L’accident de la Google Car soulève aussi des interrogations en matière d’assurance. Les formules prévues par les polices traditionnelles seront adaptées à ces nouveaux véhicules. Officiellement, l’Association française de l’assurance (AFA) se dit déjà bien armée : « l’encadrement de l’assurance automobile en France est aujourd’hui parfaitement adapté à des véhicules autonomes.» En réalité, une concurrence pourrait s’organiser entre les constructeurs Mercedes, Audi ou Nissan, qui proposeraient un package « véhicule + assurance ». Ce qui porterait un coup fatal au marché des assurances automobiles. En invoquant les probabilités, il est facile de démontrer qu’avec les moyens de transport autonomes, le taux d’accidents corporels diminuera significativement. Or, les dommages corporels correspondent aux dépenses les plus importantes pour les assurances, une petite mine d’or en devenir.

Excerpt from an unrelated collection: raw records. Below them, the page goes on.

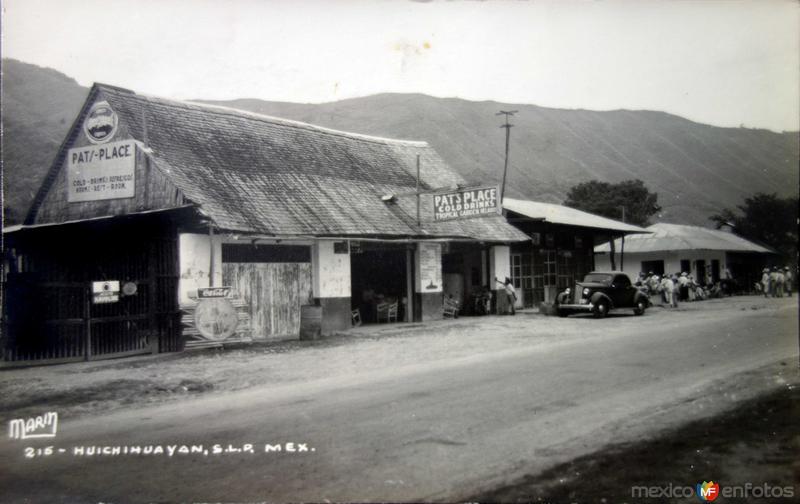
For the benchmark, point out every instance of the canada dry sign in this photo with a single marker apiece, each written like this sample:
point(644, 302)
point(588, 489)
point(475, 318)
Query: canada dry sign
point(466, 203)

In medio stat virtus, la vérité se trouve peut-être au milieu. Ce qui est certain, c’est qu’il sera très difficile pour les assurances de prévoir le niveau de sinistralité pour ce type de véhicule.

 

Un pas vers la commercialisation

Bien que des essais soient organisés, la commercialisation est encore loin. Le Nevada a été le premier État à autoriser les tests des voitures autonomes. La Floride, la Californie, le Michigan et le district de Columbia ont suivi. Un important lobbying de Google a permis des changements de législation. En France, des essais sont organisés sur le territoire depuis les trente-quatre plans pour la nouvelle France industrielle et la loi relative à la transition énergétique. Cependant, la commercialisation semble ici plus problématique puisque la France a ratifié la Convention de Vienne. Cette dernière conditionne l’utilisation des véhicules à la présence d’un conducteur (qui n’exécute pas d’autre activité simultanément). Une modification de la Convention de Vienne est donc à prévoir pour faciliter les expérimentations. Il est probable que l’ensemble des pays emboîtent le pas à la loi du Nevada.

 

La fin du libre arbitre

Les objets connectés n’échapperont pas aux risques de piratage. L’avocat Xavier Marchand, expert de la gestion du risque juridique, précise que : « pour éviter le vol des données, les compagnies d’assurance vont développer la prévention ». En d’autres termes, les entreprises de haute technologie vont faire de leur assureur le gardien de la sécurité de leur data. Mais le plus préoccupant concerne sans doute sa collecte. Pour Alain Bensoussan, le cœur du problème se situe dans la gouvernance des algorithmes puisque « les informations collectés par la Google Car vont permettre de nous influencer dans chacune de nos décisions, du choix d’un film à la direction à prendre pour aller déjeuner dans un restaurant. » Comme sur tous les sites intuitifs, nos goûts et nos choix seront répertoriés afin de nous influencer dans nos prochaines décisions. Un curieux aménagement du libre arbitre.